4 Die Kläger stellen ihr Ablehnungsgesuch im Rahmen des Verfahrens über den Antrag auf gerichtliche Entscheidung im Kostenfestsetzungsverfahren betreffend den Kostenfestsetzungsbeschluss des Gerichts vom 12. Dezember 2007, der die von den Klägern an die Beigeladene zu 1 erstattenden Kosten im Verfahren BVerwG 4 A 1078.04 festsetzt. Der Kostenfestsetzung liegt die Kostengrundentscheidung im rechtskräftigen Senatsurteil vom 16. März 2006 zugrunde, das auf die Klage der Kläger gegen den Planfeststellungsbeschluss des Beklagten vom 13. August 2004 zum Ausbau des Verkehrsflughafens Berlin-Schönefeld ergangen ist. Die Kläger wenden sich mit ihrer Erinnerung gegen die im Beschluss vom 12. Dezember 2007 vorgenommene kostenrechtliche Aufteilung der von der Beigeladenen zu 1 zur Erstattung gestellten Kosten auf die Gesamtheit aller Kläger in den vom Senat mit Urteilen vom 16. März 2006 entschiedenen Musterverfahren zum Ausbau des Verkehrsflughafens Berlin-Schönefeld und erheben insbesondere Einwendungen gegen die Erforderlichkeit der von der Beigeladenen zu 1 eingeholten Sachverständigengutachten und deren Kostenumfang.

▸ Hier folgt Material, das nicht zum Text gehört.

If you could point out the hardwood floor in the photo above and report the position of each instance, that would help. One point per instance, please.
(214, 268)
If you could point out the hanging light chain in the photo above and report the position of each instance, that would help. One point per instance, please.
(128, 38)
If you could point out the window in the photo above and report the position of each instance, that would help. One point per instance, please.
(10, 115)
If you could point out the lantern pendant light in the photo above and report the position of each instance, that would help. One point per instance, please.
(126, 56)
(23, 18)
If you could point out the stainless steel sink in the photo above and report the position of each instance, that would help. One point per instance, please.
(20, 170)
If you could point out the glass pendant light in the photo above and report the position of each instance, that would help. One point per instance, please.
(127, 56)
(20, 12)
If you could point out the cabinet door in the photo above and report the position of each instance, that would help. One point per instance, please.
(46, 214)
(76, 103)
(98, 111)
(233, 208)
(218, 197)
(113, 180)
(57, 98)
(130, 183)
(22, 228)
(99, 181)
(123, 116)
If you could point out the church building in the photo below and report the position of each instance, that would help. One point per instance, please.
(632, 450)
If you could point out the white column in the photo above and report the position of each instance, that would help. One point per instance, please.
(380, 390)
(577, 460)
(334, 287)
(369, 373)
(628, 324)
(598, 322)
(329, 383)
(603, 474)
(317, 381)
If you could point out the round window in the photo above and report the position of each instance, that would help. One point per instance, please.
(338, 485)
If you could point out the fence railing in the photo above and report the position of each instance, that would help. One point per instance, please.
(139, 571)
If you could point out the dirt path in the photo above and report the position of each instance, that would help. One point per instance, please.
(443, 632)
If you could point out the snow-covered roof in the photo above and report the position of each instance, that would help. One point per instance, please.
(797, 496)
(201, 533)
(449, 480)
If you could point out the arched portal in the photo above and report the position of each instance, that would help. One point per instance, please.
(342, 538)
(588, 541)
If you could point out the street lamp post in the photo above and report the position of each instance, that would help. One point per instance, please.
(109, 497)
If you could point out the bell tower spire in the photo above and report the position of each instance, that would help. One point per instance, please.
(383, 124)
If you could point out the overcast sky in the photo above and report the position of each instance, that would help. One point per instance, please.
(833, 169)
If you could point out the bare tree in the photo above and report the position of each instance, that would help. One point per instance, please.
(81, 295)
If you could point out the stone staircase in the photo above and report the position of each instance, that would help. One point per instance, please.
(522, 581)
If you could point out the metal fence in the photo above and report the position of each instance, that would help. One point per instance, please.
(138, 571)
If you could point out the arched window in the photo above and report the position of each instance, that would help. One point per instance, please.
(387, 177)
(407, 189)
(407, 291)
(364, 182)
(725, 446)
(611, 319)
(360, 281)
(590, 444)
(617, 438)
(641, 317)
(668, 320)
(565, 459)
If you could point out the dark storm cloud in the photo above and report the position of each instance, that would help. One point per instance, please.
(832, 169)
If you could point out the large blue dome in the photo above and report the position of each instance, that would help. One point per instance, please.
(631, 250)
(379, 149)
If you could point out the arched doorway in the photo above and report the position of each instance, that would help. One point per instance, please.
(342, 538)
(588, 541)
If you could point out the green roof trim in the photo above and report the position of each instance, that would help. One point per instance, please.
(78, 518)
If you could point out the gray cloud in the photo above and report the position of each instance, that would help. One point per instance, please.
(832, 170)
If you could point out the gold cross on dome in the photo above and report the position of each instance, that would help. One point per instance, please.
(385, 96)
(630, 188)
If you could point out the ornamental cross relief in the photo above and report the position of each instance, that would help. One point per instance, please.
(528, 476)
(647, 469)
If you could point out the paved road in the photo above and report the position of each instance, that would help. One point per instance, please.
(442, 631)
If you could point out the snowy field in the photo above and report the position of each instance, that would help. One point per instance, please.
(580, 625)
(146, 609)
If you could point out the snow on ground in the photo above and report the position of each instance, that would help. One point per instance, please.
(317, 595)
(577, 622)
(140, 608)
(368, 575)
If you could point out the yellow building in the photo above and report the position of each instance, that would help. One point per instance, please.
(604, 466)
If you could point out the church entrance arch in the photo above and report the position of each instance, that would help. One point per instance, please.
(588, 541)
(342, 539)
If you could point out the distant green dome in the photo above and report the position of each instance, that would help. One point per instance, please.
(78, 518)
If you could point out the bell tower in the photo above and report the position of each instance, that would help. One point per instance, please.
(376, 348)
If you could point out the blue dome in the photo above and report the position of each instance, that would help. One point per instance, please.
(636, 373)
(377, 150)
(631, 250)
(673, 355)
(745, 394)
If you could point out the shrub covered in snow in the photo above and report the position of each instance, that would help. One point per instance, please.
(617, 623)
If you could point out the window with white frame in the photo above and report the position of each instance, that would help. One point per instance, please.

5 Die Überprüfung des angegriffenen Kostenfestsetzungsbeschlusses steht in keinem denkbaren rechtlichen Zusammenhang mit den von den Klägern zur Begründung ihres Ablehnungsgesuchs angeführten Stellungnahmen, die der Vorsitzende Richter am Bundesverwaltungsgericht Dr. Paetow gemeinsam mit Herrn Rechtsanwalt Dr. G. zum Entwurf des Fluglärmgesetzes auf parlamentarischer und ministerieller Ebene abgegeben hat. Die materiellrechtlichen Fragen, die Dr. Paetow in diesen rechtspolitischen, auf den künftigen Schutz vor Fluglärm in der luftverkehrsrechtlichen Planung zugeschnittenen Stellungnahmen aufgeworfen und beantwortet hat, haben keinerlei rechtlichen Bezug zu den rein kostenrechtlichen Grundsätzen und Vorschriften, die der zuständige Kostenbeamte nach dem rechtskräftigen Abschluss der Klageverfahren nach Maßgabe der §§ 162 ff. VwGO im Kostenerstattungsverfahren anzuwenden hat und die auch im Verfahren der Kostenerinnerung für das Gericht maßgeblich sind. Schon aus diesem Grund lässt die Mitwirkung von Dr. Paetow an der Diskussion über ein neues Fluglärmgesetz auf parlamentarischer und ministerieller Ebene bei vernünftiger objektiver Würdigung keine Gründe erkennen, die vom Standpunkt der Kläger aus die Besorgnis der Befangenheit des abgelehnten Richters und Zweifel an seiner Unparteilichkeit im Kostenerstattungsverfahren rechtfertigen könnten. Das vorliegende Ablehnungsgesuch ist aus denselben Gründen zurückzuweisen, die der Senat in seinem Beschluss vom 4. Oktober 2007 zum Ablehnungsgesuch der Kläger im Kostenerinnerungsverfahren betreffend den Kostenfestsetzungsbeschluss vom 8. Juni 2007 (BVerwG 4 KSt 1004.07 ) ausgeführt hat. Der Senat kann deshalb davon absehen, auf die von den Klägern geltend gemachten Befangenheitsgründe näher einzugehen.